Ma’am, Put Down the Phone: A NYC Musing
So I’m in New York for 10 days and am having an absolutely awesome time. However while here I have had to deal with a few culture shocks from Washington DC. One of the biggest things is the difference in connectivity from Washington to New York. I think that when people go underground on the metro in the District they accept the fact that there will be no service. But in New York I had a wonderful experience. I was going into the subway in Washington Heights and realized I had to shove through a lot more people than usual. It wasn’t until I reached the bottom of the stairs that I realized what was happening. Above me was a group of people who were all sending last minute texts and emails before they went into the deep, dark abyss that is the A line.
Here’s what makes this observation even better. It is rumored that within the next few weeks it will be announced that Wi-Fi will be available on some MTA trains. You heard me right… you will soon be able to get on the internet while on the train. This is just wrong. First and foremost let us address the fact that I can barely get the person across from me to make eye contact with me because he is already so infatuated with his Jay-Z playing from his phone while he plays Candy Crush. What is going to happen when he can watch YouTube videos or search Google the whole time he is on the train?
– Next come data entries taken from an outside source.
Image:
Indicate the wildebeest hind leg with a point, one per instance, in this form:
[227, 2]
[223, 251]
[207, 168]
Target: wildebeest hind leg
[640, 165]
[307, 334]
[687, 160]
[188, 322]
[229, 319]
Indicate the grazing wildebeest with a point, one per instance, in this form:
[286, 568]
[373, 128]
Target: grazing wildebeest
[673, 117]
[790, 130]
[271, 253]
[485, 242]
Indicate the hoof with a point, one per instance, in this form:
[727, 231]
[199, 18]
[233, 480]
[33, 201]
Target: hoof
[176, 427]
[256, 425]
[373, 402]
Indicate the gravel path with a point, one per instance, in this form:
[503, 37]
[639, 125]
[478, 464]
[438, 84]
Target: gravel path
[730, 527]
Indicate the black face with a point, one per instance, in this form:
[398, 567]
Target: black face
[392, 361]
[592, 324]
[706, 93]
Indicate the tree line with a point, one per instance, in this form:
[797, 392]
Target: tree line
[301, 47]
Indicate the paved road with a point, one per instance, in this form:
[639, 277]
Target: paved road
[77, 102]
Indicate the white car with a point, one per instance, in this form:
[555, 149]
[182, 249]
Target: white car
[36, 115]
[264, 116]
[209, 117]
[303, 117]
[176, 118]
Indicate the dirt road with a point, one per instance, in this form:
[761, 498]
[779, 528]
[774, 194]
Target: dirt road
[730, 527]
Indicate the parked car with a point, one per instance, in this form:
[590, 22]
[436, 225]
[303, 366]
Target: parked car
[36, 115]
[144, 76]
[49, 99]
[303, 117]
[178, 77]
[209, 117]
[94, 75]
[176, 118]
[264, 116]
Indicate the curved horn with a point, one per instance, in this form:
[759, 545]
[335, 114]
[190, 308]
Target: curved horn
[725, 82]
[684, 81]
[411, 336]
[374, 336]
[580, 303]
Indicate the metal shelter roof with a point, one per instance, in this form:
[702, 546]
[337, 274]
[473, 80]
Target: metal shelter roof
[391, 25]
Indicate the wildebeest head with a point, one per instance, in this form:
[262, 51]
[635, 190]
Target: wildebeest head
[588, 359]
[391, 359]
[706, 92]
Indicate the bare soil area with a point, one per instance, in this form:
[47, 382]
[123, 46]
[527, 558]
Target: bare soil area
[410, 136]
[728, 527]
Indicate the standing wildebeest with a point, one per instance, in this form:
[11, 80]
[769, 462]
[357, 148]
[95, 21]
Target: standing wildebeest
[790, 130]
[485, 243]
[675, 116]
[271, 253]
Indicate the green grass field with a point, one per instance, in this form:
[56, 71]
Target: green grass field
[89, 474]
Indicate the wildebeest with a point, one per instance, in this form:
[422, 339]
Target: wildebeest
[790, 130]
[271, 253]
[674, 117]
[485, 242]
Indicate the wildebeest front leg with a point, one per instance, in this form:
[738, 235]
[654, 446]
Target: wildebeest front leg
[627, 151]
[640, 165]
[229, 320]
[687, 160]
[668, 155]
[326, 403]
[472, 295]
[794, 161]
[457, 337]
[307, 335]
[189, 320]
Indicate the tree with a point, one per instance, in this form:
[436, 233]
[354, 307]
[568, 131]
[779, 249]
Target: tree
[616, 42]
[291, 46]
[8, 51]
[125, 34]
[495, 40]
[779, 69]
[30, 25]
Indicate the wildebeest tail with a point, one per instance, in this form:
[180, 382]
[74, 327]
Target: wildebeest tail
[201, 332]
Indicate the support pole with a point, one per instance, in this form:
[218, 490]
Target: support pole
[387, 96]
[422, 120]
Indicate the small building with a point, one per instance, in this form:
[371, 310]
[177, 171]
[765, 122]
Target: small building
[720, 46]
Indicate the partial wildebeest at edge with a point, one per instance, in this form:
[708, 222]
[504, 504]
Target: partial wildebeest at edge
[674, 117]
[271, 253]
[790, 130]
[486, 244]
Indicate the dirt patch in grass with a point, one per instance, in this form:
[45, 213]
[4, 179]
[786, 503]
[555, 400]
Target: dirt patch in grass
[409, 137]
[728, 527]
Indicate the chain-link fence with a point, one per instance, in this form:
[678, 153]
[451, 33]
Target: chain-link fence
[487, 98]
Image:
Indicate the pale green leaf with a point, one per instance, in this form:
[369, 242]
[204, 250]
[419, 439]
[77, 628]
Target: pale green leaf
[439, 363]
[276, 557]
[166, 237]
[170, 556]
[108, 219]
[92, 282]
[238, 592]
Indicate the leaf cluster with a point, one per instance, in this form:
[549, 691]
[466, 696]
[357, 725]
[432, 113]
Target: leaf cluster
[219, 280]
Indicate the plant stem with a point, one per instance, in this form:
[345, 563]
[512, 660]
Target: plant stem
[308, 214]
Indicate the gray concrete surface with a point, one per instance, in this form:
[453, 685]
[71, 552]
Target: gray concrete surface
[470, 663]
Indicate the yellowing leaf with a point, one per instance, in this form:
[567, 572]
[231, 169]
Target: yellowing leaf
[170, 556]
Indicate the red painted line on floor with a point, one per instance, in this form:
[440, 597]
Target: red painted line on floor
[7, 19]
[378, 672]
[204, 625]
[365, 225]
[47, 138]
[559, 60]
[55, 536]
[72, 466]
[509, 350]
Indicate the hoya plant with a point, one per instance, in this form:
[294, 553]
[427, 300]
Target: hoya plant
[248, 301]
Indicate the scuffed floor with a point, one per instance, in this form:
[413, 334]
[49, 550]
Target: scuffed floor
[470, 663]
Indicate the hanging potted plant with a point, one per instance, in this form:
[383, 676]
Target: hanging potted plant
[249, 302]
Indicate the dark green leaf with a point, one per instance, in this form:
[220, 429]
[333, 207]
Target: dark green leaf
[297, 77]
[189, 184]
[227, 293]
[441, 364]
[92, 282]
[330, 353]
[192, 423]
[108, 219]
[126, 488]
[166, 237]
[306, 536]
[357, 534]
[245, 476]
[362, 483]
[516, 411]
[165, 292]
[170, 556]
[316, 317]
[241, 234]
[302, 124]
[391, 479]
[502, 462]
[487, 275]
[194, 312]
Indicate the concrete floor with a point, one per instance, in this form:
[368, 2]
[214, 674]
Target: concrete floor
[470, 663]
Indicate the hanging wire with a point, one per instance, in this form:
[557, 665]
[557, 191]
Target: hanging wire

Also, can I just take this moment to point out some of the terrifying material that exists on the Internet? I have heard of, and witnessed, people who are bold enough to watch porn on their phone while on an airplane or a Bolt bus. What is going to deter people from doing that on their commute home from the clubs on a Saturday night? But the final point, and quite possibly the most important: what is going to stop people from using the subway as their new home? I will shamelessly admit that there was a period in college where my Comcast internet went out (which I’m sure comes as no surprise to people with Comcast) and I sat in a Home Depot parking lot to check my email. This theoretically means that for $30 (or $31 if you have to buy a new card) you are not only buying unlimited rides on the subway for a week, but also unlimited internet access. All I can hope is that this more cost-efficient option will help lower Manhattan housing costs… No? Well it was worth the positive thought.